Strengths: Strong encryption architecture with robust security. Extensively certified.
Weaknesses: Documentation and support weak. Can be complex to install. Requires an additional server for enterprise management.
Verdict: A robust, creative approach, using standard algorithms and well certified. Can be tricky to install and the support and documentation are limited. Expect to become locally self-sufficient for support.
SecureDoc is FIPS 140-1 level 2 compliant and has been certified to the Common Criteria (ISO 15408) to EAL 2. This says the product performs as represented, but is not as rigorous as higher EALs. For example, it is common in the firewall industry to be certified to EAL 3 or 4.

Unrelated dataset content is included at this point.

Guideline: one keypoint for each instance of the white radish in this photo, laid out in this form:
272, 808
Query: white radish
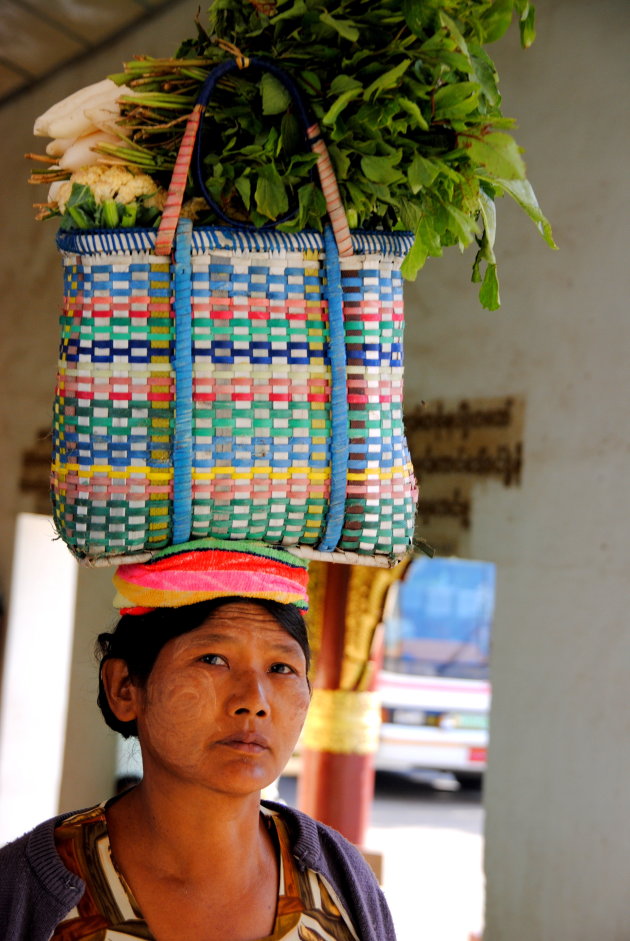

There is a Forteza-based version of the product that is certified by the National Security Agency for use on material classified ‘secret’.
We found the product installed easily unless the token was being installed, when the documentation failed us and we found the installation challenging. Uninstall can’t be performed without decrypting the disk. We would have expected that step to be part of the uninstall.
In addition, organizations deploying SecureDoc will need to spend a bit of time pre-planning. While this always is a good practice, it is essential here. Enterprise management requires the use of WinMagic’s SecureDoc Enterprise Server.
Because there is no single administrator password, and thus no way to compromise the enterprise simply by knowing an admin password, key management is critical. Each computer is encrypted with a different key and that key is stored centrally for use by the administrator. This is more secure than the single admin password approach to enterprise administration.
We would have selected this as a Best Buy or Recommended product were it not for failings in the documentation and difficulties in contacting support (we never got past the voicemail). However, despite that, we recommend SecureDoc for its robust security and its unique encryption approach. And at this price, it is a good value.